Posted at 9:16 AM on November 28, 2011
by Paul Tosto
Filed under: Economy
Black Friday weekend was great for retailers. Today's Cyber Monday promotions are reportedly going well and the stock markets this morning are giddy that American consumers are spending like we aren't still trying to recover from the worst recession in decades.
Before we're completely trampled in the buying frenzy, though, it's worth stopping to ask: Isn't the spend-first mindset what helped make the Great Recession so awful?
Just before the recession, the U.S. personal savings rate -- the dollars we save as a percentage of our disposable personal income -- was at a 50 year low.

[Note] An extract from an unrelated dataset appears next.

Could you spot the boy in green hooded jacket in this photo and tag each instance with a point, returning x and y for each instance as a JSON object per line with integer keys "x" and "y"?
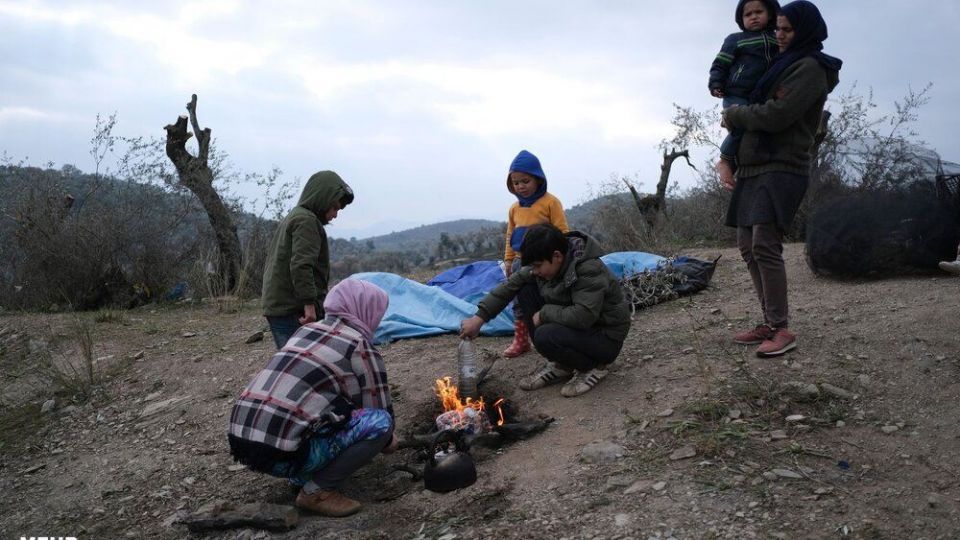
{"x": 578, "y": 312}
{"x": 297, "y": 271}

We didn't learn the lessons of our parents and grandparents that eventually something bad happens in the economy and you need to have money saved.
Huge job losses and a historical drop in home values killed our incomes and the savings we had built up in our homes.
In response, Americans started saving like crazy and paying down debt, which was great unless you were trying to sell stuff. Personal consumption spending accounts for more than two-thirds of U.S. gross domestic product.
So now we're back to buying, not saving. Job creation, though, remains weak in Minnesota and across the nation. Home values here are stabilizing but not still close to pre-recession levels.
Source: Minneapolis Area Association of Realtors
So and the risk of sounding like a buzzkill, the good times over the weekend and through today in retail seem worrisome to me.
On the positive side, Americans seemed to have learned a lesson about borrowing heavily to pay for their spending. Debt payments as a percentage of disposable income plunged in the recession and haven't jumped back yet.
That graph though runs through April 2011 and doesn't count what Americans have been doing the past few days.